The lawsuit by families of a 13-year-old girl and a 14-year-old boy arrested at school and expelled in separate and unrelated incidents said neither were guilty of making such threats.
Instead, the suit claims, what happened to the kids was an overreaction by school officials who, in one instance, said they regretfully had to follow new rules the governor signed into law last year.
“You can blame Governor Bill Lee,” Page Middle School principal Eric Lifsey told the parents of the 14-year-old boy accused of saying he would bring guns to school and had a bomb at home, according to the lawsuit. “We don’t think of you as a threat. That was never the case.”
The boy, identified as “B.N.”, denies making those claims; he said his only mention of guns was when he told friends about a lunchtime conversation he’d had with another boy who had described the firearms his grandfather owned.
“This was an overreach and misapplication of the law, which resulted in a denial of their constitutional rights” Larry Crain, an attorney representing the families, said last week.
Crain believes that more students have been wrongly punished and could join the suit.
“We’re finding out there were other students who were similarly affected,” he said.
A spokesperson for Williamson County Schools declined to comment on pending litigation and could not immediately provide data on the number of students disciplined for making mass violence threats. Lee’s spokesperson did not respond to a request for comment.
The lawsuit is challenging the way Williamson County education officials enforced the 2023 “zero tolerance” law, which requires districts to expel students for one year if they have been found to have made threats of mass violence.
The law defines the threats as speech that a “reasonable person” could conclude would lead to serious bodily injury or the death of two or more people.

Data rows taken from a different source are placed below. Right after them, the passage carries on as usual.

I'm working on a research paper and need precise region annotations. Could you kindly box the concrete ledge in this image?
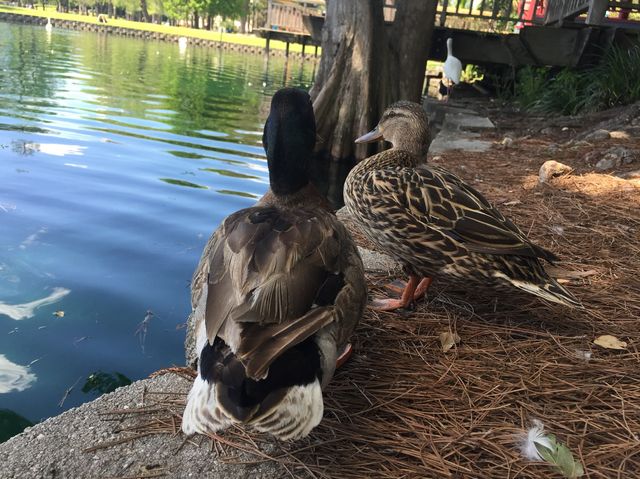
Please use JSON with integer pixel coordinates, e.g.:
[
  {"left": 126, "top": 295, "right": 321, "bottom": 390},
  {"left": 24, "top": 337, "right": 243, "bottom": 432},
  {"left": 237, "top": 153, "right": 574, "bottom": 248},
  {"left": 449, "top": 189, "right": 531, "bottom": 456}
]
[
  {"left": 0, "top": 374, "right": 286, "bottom": 479},
  {"left": 0, "top": 12, "right": 316, "bottom": 60},
  {"left": 0, "top": 242, "right": 400, "bottom": 479}
]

In the instance of the 13-year-old — a student and cheerleader at Fairview Middle School identified in court papers as “H.M.” – school administrators cited a message she sent in a school email group chat that said “On Thursday, we will kill all the Mexicos.”
A full transcript of the group chat, later obtained by her mother, showed other girls on the chat teased H.M. for “looking Mexican.”
Then one friend asked, “what are you doing Thursday.”
“H.M. responded in jest, ‘on Thursday we kill all the Mexicos,’” the lawsuit said.
For her message, H.M. was arrested at school, brought to the Williamson County Juvenile Detention Center, forced to undergo a strip search, take a shower while a camera was trained on her and placed in a cell where she was questioned by officials who asked if she had ever had sex, an abortion, suicidal thoughts, or thoughts of killing herself, the lawsuit said.
At one point the 8th grader became ill and vomited, but when she knocked on the door of her cell no one came to help, the suit said.
It would be more than 24 hours before her parents were allowed to see her, the lawsuit said.
Afterwards, the juvenile court process resulted in an order to evaluate H.M. for mental illness and retardation and she was offered a choice of voluntary or involuntary commitment to determine if she was competent to stand trial.
Earlier this year, lawmakers approved legislation setting stricter penalties for threatening to commit mass violence on school properties or school-related events, making them a felony. Lee signed the measure into law on May 1.
Youth advocates warned the cumulative effect of the recent laws will lead to more kids being needlessly subjected to expulsions and months-long interventions that upend their lives.
“These punitive measures represent legislative overreaction to highly publicized school shootings,” said Zoe Jamail, policy coordinator with Disability Rights Tennessee.
“We have to find a solution to school threats that responds with reason, rather than reacts out of fear, and keeps students and teachers safe without unnecessarily disrupting the education and lives of young people and exposing them to the justice system, which as this case illustrates, has detrimental and life changing consequences.”